Occupazione delle parti comuni del condominio: diritto o abuso?

Indice

Una delle principali cause di conflitto in condominio è proprio quella dell’occupazione delle parti comuni. Cosa si può lasciare sul pianerottolo condominiale? Occupare il cortile condominiale può essere considerato un abuso?

Queste sono solo alcune delle domande frequenti che riguardano l’occupazione delle parti comuni del condominio. La questione primaria poi resta quella di capire dove si tratteggia il confine tra diritto e abuso.

Ma che cosa si intende per condominio?

La caratteristica principale del condominio è la compresenza della proprietà esclusiva delle singole unità abitative e la comproprietà delle parti comuni dell’edificio. Oggi dedico questo post ai miei “condomini evoluti”, approfondendo un tema che sta molto a cuore non solo a me, ma principalmente alle famiglie e ai proprietari di appartamento in condominio che spesso vivono situazioni di attrito con il vicino di casa e che rendono pesante la convivenza.

Se vuoi diventare anche tu un condomino evoluto, e sapere come comportarti nel caso di occupazione delle parti comuni nel tuo condominio, seguimi nel post e scopri se si tratta di un diritto o di un abuso.

Sei pronto?

Partiamo!

Quali sono le parti comuni di un edificio in condominio?
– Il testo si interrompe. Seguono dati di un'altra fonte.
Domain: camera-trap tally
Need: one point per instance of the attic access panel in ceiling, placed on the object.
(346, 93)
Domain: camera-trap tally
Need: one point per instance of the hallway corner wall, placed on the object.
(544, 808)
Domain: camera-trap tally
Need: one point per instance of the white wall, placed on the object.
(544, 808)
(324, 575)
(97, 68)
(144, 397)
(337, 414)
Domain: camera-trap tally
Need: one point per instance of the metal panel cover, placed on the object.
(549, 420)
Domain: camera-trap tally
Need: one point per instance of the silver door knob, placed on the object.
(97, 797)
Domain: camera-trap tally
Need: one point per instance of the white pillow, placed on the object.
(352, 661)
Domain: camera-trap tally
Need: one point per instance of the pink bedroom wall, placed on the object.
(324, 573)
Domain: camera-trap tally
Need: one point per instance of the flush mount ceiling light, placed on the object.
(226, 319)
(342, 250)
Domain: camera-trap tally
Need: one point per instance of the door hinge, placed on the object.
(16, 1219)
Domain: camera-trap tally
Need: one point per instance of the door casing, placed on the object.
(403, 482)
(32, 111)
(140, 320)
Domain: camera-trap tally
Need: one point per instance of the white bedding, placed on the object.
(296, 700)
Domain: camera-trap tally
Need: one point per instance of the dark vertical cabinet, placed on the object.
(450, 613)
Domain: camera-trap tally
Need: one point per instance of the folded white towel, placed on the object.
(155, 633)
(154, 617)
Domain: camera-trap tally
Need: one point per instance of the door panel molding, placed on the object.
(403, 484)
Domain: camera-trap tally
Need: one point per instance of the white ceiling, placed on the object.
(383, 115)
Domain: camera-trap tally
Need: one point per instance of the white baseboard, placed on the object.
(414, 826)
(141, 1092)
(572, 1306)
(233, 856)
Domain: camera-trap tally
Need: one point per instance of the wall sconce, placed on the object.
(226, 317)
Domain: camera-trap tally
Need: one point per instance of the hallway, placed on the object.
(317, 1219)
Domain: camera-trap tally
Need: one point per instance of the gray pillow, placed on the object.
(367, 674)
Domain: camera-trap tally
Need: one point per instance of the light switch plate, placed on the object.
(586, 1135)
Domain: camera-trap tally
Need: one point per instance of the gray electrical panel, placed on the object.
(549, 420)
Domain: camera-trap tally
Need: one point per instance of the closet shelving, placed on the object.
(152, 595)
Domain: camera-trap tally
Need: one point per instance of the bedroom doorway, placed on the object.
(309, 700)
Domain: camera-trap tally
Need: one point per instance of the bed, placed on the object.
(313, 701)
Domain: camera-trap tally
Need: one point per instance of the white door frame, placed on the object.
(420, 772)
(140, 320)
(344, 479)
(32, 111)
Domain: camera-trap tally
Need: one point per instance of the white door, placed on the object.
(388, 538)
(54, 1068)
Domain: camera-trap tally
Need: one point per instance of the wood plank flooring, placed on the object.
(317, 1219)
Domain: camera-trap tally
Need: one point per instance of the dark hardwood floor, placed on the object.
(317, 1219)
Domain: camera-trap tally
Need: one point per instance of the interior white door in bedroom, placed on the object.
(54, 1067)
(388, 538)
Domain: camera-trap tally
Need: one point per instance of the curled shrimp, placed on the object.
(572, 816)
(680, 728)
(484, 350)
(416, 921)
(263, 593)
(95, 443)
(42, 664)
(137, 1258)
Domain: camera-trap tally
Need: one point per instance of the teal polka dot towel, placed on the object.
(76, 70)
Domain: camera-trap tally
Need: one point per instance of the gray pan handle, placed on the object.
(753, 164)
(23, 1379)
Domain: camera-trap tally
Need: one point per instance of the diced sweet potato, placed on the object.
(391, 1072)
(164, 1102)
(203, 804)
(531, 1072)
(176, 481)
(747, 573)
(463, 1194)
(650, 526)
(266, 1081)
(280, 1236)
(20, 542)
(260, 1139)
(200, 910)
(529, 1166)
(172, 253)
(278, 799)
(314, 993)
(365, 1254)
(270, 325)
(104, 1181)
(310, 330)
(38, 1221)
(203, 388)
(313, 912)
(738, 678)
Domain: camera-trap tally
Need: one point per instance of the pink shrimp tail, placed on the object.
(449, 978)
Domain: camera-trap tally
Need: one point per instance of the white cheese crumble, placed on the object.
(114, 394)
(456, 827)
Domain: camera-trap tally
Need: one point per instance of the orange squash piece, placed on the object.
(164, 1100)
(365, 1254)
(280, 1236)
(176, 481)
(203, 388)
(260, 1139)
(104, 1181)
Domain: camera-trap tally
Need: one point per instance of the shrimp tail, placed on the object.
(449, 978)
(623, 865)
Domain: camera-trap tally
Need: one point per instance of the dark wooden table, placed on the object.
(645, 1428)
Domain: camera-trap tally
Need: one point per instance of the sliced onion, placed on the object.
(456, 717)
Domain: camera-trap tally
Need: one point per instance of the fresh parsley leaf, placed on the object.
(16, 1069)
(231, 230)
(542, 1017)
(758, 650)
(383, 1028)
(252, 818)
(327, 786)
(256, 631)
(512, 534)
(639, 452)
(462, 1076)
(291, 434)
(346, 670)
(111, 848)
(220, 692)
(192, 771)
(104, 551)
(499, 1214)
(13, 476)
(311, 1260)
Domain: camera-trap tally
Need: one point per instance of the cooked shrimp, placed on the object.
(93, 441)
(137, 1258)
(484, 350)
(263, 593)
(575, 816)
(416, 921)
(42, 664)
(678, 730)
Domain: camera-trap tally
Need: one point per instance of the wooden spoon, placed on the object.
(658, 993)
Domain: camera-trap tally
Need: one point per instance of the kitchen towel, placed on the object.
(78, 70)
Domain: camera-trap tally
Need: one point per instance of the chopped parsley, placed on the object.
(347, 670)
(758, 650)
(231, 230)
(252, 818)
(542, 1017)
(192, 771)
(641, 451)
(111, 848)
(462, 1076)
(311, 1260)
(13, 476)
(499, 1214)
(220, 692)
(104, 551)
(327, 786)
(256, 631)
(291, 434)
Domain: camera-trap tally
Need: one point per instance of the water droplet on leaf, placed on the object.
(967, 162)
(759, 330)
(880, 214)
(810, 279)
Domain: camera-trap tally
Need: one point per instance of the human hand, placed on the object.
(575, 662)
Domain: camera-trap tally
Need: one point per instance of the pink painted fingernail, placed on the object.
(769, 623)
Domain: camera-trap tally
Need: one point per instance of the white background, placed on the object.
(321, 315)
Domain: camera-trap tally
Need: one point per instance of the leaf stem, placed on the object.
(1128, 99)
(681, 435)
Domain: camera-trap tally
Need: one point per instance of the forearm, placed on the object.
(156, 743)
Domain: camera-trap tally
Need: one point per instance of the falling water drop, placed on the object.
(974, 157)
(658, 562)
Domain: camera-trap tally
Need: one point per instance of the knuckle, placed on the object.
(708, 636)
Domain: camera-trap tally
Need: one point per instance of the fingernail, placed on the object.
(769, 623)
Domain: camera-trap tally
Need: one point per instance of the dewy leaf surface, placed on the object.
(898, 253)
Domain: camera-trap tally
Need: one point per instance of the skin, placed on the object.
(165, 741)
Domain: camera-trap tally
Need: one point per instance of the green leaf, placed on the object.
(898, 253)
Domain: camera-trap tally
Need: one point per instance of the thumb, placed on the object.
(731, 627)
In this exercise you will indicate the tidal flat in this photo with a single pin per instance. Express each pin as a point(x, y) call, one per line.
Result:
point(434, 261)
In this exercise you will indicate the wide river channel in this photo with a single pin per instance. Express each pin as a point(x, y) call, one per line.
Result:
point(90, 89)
Prima di tutto definiamo quali sono le parti comuni dell’edificio e quali sono gli spazi considerati comuni. 

Per fare questo, il codice civile viene in nostro aiuto definendo all’Articolo 1117, le parti comuni dell’edificio, cioè quei beni che si presumono comuni se non risulta diversamente da un titolo negoziale quale il primo atto di vendita o il regolamento del condominio (rif. sentenza n.21324/18 Corte cass.), oppure da sentenza di usucapione. 

Infatti  proprio nel momento della prima vendita (per esempio tra costruttore e primo acquirente) ossia il momento in cui si costituisce il condominio, è lasciata all’autonomia delle parti la possibilità di sottrarre alla presunzione di comunione almeno alcune delle parti altrimenti comuni.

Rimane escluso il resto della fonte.